# Rem 700 stock finish????



## Niner (Dec 18, 2009)

I sent the wooden stock off of my Rem 700 CDL back to Remington a while back because the poly (or whatever) they finished the stock with was chipping off of the forend tip. They sent me back a new stock as a replacement.
In the interim I bought an SPS stock off of Gunbroker or somesuch and just put the box with the new stock on it up on a shelf. 

Well, my Rem 700 is shooting so poorly that I am not even using it this season. It is literally shooting a 4 to 5 inch group at 100 yards. My antique M70 and BAR will put most rounds dang near touching at that range.

SO, I have decided to try a couple of things after the season goes out at the end of this month. The first thing I decided to try was putting it back into the wooden stock. So I pulled down the box and opened it up to take a look at the new stock they had sent me.

To my surprise, when I touched the wood the oils from my finger prints stayed behind. I got to looking at it and it looks like this stock is “in the raw” so to speak.  It is stained, just not sealed.

So I guess I’ll need to put some kind of a finish/sealer on the wood. I am figuring I’ll just use some of that Birchwood Casey Tru-Oil to give it an oil finish rather than some kind of poly stuff. Any of you guys ever use that Tru-Oil stuff?  OR would some kind of wax be better?


----------



## olchevy (Dec 18, 2009)

I use tru-oil on a regular basis mainly because its cheap and it works, but dont expect a profesional looking finish with it. Yes it will look very good but the other stock finishing stuff is a good bit more expensive and for a good reason. I still always coat it after the tru-oil though anyways. trust me hopefully someone like Ckneer will chime in on this and tell you how it really is!


----------



## cmshoot (Dec 18, 2009)

I used to use Tru Oil, but now I use Linspeed.  Available from Brownell's.


----------



## BamaBart (Dec 19, 2009)

I ordered a Bell & Carlson Alaskan II with a full aluminum bedding block for my 25-06 CDL.  I'm very  happy with it.
I ordered it from Stocky Stocks.


----------



## Cknerr (Dec 19, 2009)

Your a plank owner? Congrats Niner! Not many can claim that honor. Must have been entertaining getting the kinks out! 

Maybe I can help. I actually use Tru-oil on everything. The trick is lots of layers. 1 or 2 is not worth the effort. Sanding between layers produces lots of thin broken up layers that act like the shingles on your roof. When a roof is hit, the shingles give a little and return to their normal shape. The finish can do that too. It is also very easy to fix. When you put all the layers on, buff it out with a fairly course compound. Then go over it with a wax that dries hard like Carnuba.
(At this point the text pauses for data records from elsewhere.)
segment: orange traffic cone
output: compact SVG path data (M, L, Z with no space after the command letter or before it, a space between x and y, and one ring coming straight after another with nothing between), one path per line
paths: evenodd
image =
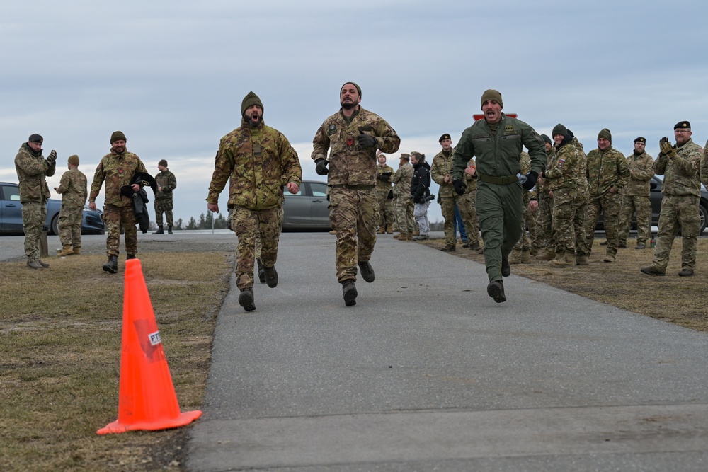
M125 261L124 294L118 420L97 432L154 431L192 422L202 412L180 413L138 259Z

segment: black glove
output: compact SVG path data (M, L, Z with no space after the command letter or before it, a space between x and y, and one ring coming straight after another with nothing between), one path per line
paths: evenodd
M455 187L455 192L458 195L462 195L467 190L467 186L459 179L452 180L452 186Z
M376 141L376 138L368 134L360 134L356 139L359 142L359 145L362 147L376 147L379 145Z
M329 169L327 168L329 161L325 161L321 157L319 159L315 159L314 163L316 165L314 171L317 173L318 175L326 175L329 173Z
M532 171L526 174L526 181L521 184L521 186L527 190L530 190L536 185L537 180L538 180L538 173Z

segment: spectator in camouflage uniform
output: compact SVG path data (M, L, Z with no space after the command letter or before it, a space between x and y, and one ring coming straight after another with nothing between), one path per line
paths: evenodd
M636 246L635 249L646 248L651 224L651 203L649 201L649 182L654 176L654 159L644 151L646 139L634 139L634 151L627 156L629 169L629 181L622 192L622 209L620 214L620 247L627 247L632 216L636 212Z
M566 267L575 265L576 262L576 222L583 221L582 209L586 205L582 195L584 183L587 182L585 154L576 147L575 137L563 125L554 126L552 135L556 151L542 175L553 199L552 219L556 257L549 263L552 267Z
M673 240L681 231L681 277L693 275L696 268L696 253L698 248L698 231L700 230L700 215L698 208L701 199L701 177L702 171L708 175L703 149L691 140L691 124L682 121L673 127L676 145L671 146L668 138L659 141L661 152L654 161L654 172L663 175L661 193L661 212L659 214L659 229L656 234L656 248L651 265L641 267L644 274L664 275L668 265L669 255ZM703 168L701 168L702 167ZM699 171L701 171L700 173Z
M157 163L160 173L155 175L157 182L157 193L155 194L155 222L157 224L157 231L153 234L164 234L165 230L162 224L162 214L165 214L167 220L167 234L172 234L172 225L174 218L172 209L174 207L172 202L172 190L177 188L177 178L167 168L167 161L161 160Z
M40 260L40 237L47 221L47 200L50 197L46 178L57 171L57 151L52 149L45 159L42 155L43 142L39 134L30 135L15 156L22 204L22 229L25 231L25 255L27 267L30 269L49 267Z
M130 185L133 191L139 192L141 185L130 182L137 173L147 172L140 158L128 151L125 146L127 141L125 134L121 131L113 132L110 135L110 152L101 159L96 168L88 194L88 207L96 209L96 197L105 180L103 221L108 234L105 249L108 261L103 264L103 270L111 274L118 271L121 224L125 231L127 258L132 259L137 253L137 229L135 228L137 221L132 199L121 194L120 190Z
M391 178L394 183L394 202L396 204L396 219L399 231L394 239L411 241L415 231L413 219L414 205L411 199L411 180L413 179L413 166L411 165L411 155L401 154L401 161L398 170Z
M445 231L445 246L440 251L450 252L455 251L457 243L457 238L455 235L455 203L457 204L465 231L468 234L468 247L469 238L474 239L474 241L476 241L476 236L473 233L474 228L472 223L472 219L475 215L472 213L469 200L465 197L467 192L462 195L458 195L452 188L452 177L450 175L450 171L452 168L452 159L455 156L452 139L450 134L445 133L440 137L438 142L442 146L442 150L433 158L433 163L430 165L430 177L435 183L440 185L438 198L440 209L442 212L442 218L445 219L445 225L442 228ZM472 177L469 174L466 174L465 177L465 183L469 184L472 180ZM467 191L469 192L469 188ZM479 243L477 247L479 247Z
M590 195L585 213L585 234L588 249L592 252L595 226L602 213L607 237L604 259L606 263L614 262L617 255L621 191L629 180L629 169L624 156L612 147L612 135L605 128L598 134L598 148L588 153Z
M81 251L81 221L84 205L88 197L86 176L79 170L79 156L69 156L69 170L62 175L57 193L62 194L62 209L59 212L59 239L62 241L59 257L80 254Z
M521 236L523 188L532 188L546 167L543 140L529 125L502 113L501 93L487 90L480 100L484 117L462 132L455 148L452 186L462 195L467 185L462 174L476 156L477 215L484 241L484 263L489 284L487 294L496 303L506 301L503 277L511 274L508 255ZM522 147L531 156L531 171L525 182L517 174Z
M209 184L207 208L219 212L219 194L227 180L231 228L239 239L236 250L236 285L239 304L256 309L253 263L256 238L266 283L278 285L278 243L282 227L283 187L297 193L302 169L297 153L282 133L263 122L263 105L253 92L241 104L241 126L221 139Z
M337 233L337 281L344 304L351 306L356 304L357 265L364 280L374 281L369 260L379 221L376 150L396 152L401 138L385 120L359 105L361 88L356 84L343 85L339 99L341 108L315 134L312 159L317 173L328 175L329 221Z
M389 199L392 190L391 178L394 169L386 165L386 155L379 154L376 158L376 200L379 202L379 230L377 234L394 234L393 200Z

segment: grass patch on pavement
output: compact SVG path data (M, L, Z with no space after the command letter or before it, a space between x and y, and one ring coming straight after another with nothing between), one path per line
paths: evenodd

It makes for a wonderful satin finish and the wax is hard and protective. The wax absorbs dirt, oil, etc. and it rubs off first before the finish when abraded. By rewaxing every once in awhile, the finish is cleaned up and a protective barrier is replaces. A finish can last decades!

If you send me your email addy, I'll send you an article. It includes some stuff on how to keep large humidity changes from twisting the wood up. 

This is the way of doing things in my shop, not the fastest or the easiest I will admit. It can be done on your kitchen table without getting into too much trouble with the boss lady. 

Good luck,
Chris

PS: Hi Oldchevy


----------